L0 Paranoid Watchdog (hal/anomaly.zig)

Temporal Panic Correlator (bit 6)

Detects correlated multi-fiber panics that indicate environmental events (radiation) rather than independent software bugs.

zig
const PanicRecord = struct {
    fiber_id: u64,
    timestamp_ns: u64,
};

pub const PanicCorrelator = struct {
    recent: [32]PanicRecord,
    head: u8,
    /// Number of valid entries in the ring. Capped at 32 (ring capacity).
    /// This is the walk depth, not a lifetime counter — it never overflows.
    count: u8,  // invariant: count <= 32
    /// Radiation suppression window end timestamp. While active,
    /// circuit breaker quarantine is overridden to Respawn.
    radiation_suppression_ns: u64,
};

Called from npl_trap_handler after every panic.

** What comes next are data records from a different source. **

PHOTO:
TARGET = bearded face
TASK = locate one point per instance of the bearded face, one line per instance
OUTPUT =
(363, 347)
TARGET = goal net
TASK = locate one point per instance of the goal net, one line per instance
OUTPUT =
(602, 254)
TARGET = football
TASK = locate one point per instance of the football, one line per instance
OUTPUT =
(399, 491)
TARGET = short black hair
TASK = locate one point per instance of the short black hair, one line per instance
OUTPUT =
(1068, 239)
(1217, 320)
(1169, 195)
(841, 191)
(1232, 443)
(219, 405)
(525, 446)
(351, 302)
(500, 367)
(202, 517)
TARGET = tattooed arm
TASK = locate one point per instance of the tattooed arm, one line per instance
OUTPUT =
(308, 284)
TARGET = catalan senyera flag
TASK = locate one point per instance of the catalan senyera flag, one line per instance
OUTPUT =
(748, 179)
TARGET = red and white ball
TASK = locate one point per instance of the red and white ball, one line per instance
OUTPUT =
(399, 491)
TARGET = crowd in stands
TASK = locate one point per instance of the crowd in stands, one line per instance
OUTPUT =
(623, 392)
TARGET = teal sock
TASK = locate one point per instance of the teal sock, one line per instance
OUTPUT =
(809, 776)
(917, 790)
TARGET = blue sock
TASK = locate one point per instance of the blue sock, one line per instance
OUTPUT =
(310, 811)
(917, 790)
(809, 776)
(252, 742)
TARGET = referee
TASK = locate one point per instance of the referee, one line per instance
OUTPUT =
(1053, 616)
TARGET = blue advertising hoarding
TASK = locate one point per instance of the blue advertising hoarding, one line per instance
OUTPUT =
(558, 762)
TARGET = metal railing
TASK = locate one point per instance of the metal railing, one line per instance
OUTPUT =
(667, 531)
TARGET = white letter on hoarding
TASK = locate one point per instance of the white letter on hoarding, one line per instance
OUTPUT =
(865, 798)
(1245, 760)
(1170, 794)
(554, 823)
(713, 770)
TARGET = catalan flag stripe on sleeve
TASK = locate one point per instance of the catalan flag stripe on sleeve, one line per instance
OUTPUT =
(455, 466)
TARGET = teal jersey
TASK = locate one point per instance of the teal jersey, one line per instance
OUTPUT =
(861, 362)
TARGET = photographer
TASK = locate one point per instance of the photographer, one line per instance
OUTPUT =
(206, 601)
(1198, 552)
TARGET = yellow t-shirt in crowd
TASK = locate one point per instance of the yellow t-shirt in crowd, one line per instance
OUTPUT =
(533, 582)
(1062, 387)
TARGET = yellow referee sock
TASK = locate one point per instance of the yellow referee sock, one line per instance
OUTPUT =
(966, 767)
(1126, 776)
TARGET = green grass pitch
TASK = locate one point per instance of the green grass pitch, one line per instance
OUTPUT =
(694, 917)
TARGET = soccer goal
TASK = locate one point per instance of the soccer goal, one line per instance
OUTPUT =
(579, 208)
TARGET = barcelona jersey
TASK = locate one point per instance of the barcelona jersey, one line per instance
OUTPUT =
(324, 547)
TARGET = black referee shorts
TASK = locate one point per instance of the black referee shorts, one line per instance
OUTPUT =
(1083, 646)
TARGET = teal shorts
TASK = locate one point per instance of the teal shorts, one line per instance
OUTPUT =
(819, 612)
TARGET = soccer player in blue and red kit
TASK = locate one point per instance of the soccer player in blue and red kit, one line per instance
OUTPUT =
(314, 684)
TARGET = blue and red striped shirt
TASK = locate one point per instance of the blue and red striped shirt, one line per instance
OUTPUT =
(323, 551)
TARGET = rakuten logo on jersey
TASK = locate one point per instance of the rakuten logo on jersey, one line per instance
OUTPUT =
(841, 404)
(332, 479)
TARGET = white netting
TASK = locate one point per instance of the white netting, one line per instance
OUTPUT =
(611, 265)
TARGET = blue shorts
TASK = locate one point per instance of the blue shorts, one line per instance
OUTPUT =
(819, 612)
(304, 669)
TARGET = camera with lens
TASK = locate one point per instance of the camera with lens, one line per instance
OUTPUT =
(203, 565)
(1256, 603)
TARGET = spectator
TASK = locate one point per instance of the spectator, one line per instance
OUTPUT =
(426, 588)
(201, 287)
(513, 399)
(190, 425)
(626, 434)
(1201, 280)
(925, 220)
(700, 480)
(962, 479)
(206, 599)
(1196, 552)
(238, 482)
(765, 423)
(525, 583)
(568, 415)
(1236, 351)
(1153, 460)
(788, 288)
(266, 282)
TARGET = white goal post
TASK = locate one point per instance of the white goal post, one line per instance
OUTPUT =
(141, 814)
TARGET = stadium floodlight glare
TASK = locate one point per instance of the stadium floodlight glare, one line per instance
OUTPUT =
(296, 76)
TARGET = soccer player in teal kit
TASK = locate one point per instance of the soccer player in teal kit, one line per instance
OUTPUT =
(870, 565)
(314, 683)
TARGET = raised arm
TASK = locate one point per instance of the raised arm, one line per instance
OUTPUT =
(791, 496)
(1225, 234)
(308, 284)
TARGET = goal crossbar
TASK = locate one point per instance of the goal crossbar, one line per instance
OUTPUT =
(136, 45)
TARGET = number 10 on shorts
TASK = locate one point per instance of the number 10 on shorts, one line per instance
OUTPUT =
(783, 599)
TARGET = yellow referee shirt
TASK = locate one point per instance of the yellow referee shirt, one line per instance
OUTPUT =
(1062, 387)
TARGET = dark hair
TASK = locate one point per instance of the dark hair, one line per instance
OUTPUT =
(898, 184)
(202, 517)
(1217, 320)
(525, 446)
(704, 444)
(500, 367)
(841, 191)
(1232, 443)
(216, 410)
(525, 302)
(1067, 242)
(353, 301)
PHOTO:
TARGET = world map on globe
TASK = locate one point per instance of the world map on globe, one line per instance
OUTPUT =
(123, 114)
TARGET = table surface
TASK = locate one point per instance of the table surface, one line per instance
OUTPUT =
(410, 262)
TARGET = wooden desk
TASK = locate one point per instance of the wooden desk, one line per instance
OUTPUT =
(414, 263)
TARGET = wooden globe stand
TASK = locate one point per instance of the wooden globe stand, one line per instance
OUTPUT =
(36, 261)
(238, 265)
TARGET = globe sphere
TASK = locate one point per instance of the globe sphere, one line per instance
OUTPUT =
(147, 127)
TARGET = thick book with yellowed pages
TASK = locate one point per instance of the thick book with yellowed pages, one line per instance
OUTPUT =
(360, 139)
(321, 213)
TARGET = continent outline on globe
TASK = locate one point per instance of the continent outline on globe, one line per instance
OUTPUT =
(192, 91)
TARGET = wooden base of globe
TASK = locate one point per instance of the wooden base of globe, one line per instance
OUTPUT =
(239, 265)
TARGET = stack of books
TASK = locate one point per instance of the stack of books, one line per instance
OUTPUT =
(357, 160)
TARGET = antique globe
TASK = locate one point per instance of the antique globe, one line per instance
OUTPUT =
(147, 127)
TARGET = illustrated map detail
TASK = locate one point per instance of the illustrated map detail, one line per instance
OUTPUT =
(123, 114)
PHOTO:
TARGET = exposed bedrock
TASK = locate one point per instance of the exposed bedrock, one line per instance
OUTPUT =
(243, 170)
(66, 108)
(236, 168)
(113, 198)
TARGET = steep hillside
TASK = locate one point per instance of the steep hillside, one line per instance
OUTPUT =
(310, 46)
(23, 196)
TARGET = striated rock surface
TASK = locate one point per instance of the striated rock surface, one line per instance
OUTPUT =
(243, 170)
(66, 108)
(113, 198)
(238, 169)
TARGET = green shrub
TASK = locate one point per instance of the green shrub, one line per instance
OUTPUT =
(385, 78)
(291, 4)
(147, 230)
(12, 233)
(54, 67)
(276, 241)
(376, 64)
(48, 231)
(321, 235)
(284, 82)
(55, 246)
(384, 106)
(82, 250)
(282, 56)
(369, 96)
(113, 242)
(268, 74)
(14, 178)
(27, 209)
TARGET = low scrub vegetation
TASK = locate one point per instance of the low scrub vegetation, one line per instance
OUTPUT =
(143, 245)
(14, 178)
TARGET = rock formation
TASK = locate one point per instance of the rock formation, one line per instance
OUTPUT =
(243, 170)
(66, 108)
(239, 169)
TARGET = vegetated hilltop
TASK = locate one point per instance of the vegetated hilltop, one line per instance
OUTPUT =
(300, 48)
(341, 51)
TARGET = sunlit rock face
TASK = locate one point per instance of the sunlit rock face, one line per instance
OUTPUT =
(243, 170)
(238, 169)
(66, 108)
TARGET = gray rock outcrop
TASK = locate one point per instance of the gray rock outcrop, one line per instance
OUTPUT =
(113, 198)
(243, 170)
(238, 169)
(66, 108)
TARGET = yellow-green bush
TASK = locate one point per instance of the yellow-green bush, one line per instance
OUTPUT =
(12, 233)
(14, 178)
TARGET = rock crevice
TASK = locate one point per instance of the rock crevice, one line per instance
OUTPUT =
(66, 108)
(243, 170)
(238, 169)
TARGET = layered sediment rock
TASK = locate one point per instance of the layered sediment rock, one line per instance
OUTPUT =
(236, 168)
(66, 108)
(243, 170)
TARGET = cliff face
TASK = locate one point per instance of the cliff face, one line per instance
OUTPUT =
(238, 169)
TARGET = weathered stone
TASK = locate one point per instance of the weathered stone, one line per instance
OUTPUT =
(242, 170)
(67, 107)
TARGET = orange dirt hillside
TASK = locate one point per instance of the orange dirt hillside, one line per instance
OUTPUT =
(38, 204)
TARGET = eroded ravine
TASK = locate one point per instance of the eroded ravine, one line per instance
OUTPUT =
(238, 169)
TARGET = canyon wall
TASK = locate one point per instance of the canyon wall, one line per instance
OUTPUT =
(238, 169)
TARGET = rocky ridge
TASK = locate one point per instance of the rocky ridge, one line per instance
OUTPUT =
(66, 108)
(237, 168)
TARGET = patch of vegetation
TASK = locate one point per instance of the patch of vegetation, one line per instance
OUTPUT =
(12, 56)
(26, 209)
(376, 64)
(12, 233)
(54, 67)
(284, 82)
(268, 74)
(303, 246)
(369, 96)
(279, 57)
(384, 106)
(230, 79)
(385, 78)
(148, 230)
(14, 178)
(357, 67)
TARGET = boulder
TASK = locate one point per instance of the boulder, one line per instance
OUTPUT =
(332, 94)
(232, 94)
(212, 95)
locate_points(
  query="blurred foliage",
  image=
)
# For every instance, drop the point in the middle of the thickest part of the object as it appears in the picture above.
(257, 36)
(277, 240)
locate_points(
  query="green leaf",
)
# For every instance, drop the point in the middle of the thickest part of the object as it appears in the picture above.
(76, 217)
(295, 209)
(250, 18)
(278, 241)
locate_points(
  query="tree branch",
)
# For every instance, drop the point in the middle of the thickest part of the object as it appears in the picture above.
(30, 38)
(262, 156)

Appends to the ring (wrapping at 32), caps count at 32. Walks the ring backward counting distinct fiber IDs within the correlation window.

Correlation vs. independent failure:

ObservationDiagnosisResponse
≥ N distinct fibers panic within windowCorrelated radiation eventSuppress individual quarantine, emit AnomalyDetected(80) with data0 = fiber_count, data1 = CORRELATION_RADIATION
Single fiber repeated panicsIndependent bugPer-fiber circuit breaker as usual

When a correlated event is detected, L0 sets a radiation_suppression_ns timestamp. For the next correlation window duration, the circuit breaker's quarantine verdict is overridden to Respawn – the fibers are fine, the environment is hostile. Individual panic logging to BEB continues unchanged.

CSpace Integrity Audit (bit 5)

Periodic walk of all MAX_FIBERS CSpaces × CSPACE_SIZE slots.

CheckDetects
Epoch monotonically non-decreasing between auditsEpoch counter corruption
No Null-typed cap with non-zero object_idGhost capabilities
No bounds where end < startBoundary inversion (bitflip)
No cap_type value outside the CapType enum range (0–6)Type field corruption

Triggered by heartbeat tick counter at the configurable audit_interval_ticks (default ~1024 ticks ≈ 10s).

On failure:

  1. Emit IntegrityAudit(83) with data0 = fiber_id, data1 = slot_index, data2 = check_type
  2. Log IntegrityFault(17) to BEB for the owning fiber
  3. Quarantine the owning fiber

Previous epoch values are stored in audit_epochs: [MAX_FIBERS]u32 and updated after each clean audit pass.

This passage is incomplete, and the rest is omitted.